Residual plot意思

A residual plot is a graphical representation of the residuals (deviations) of a data set from the fitted values of a statistical model, such as a linear regression model. The plot is used to assess the goodness of fit of the model and to look for patterns or anomalies in the residuals that might indicate that the model is not appropriate or that there are outliers or influential points in the data.

In a residual plot, the vertical axis represents the residuals (usually standardized to have a mean of 0 and a standard deviation of 1) and the horizontal axis represents the independent variable (or a function of the independent variable). A good model should have residuals that are randomly distributed around 0 with no discernible pattern, indicating that the model is capturing the relationship between the dependent and independent variables well.

Common types of residual plots include:

  1. Residuals vs. Fitted Values Plot: This plot shows the residuals on the vertical axis against the fitted values of the model on the horizontal axis. A good fit should show no pattern, such as a horizontal line or a random scatter around zero.

  2. Normal Q-Q Plot: This plot compares the quantiles of the residuals to the quantiles of a normal distribution. A straight line through the origin indicates that the residuals are normally distributed, which is a common assumption for many statistical tests and models.

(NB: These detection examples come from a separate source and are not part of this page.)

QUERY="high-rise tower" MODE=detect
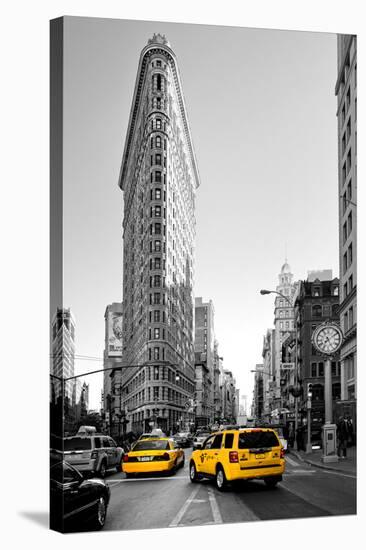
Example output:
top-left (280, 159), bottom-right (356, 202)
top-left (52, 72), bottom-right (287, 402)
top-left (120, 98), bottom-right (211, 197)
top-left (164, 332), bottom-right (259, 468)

  3. Residuals vs. Leverage Plot: This plot shows the residuals on the vertical axis against a measure of leverage (such as the hat matrix) on the horizontal axis. It helps identify outliers or influential points in the data.

  4. Residuals vs. Predicted Values Plot: This plot is similar to the residuals vs. fitted values plot but uses the predicted values instead of the fitted values.

Residual plots are an important tool in model diagnostics and can help identify issues with the model, such as heteroscedasticity (unequal variance), autocorrelation, or non-linearity. By addressing these issues, you can improve the accuracy and reliability of your model.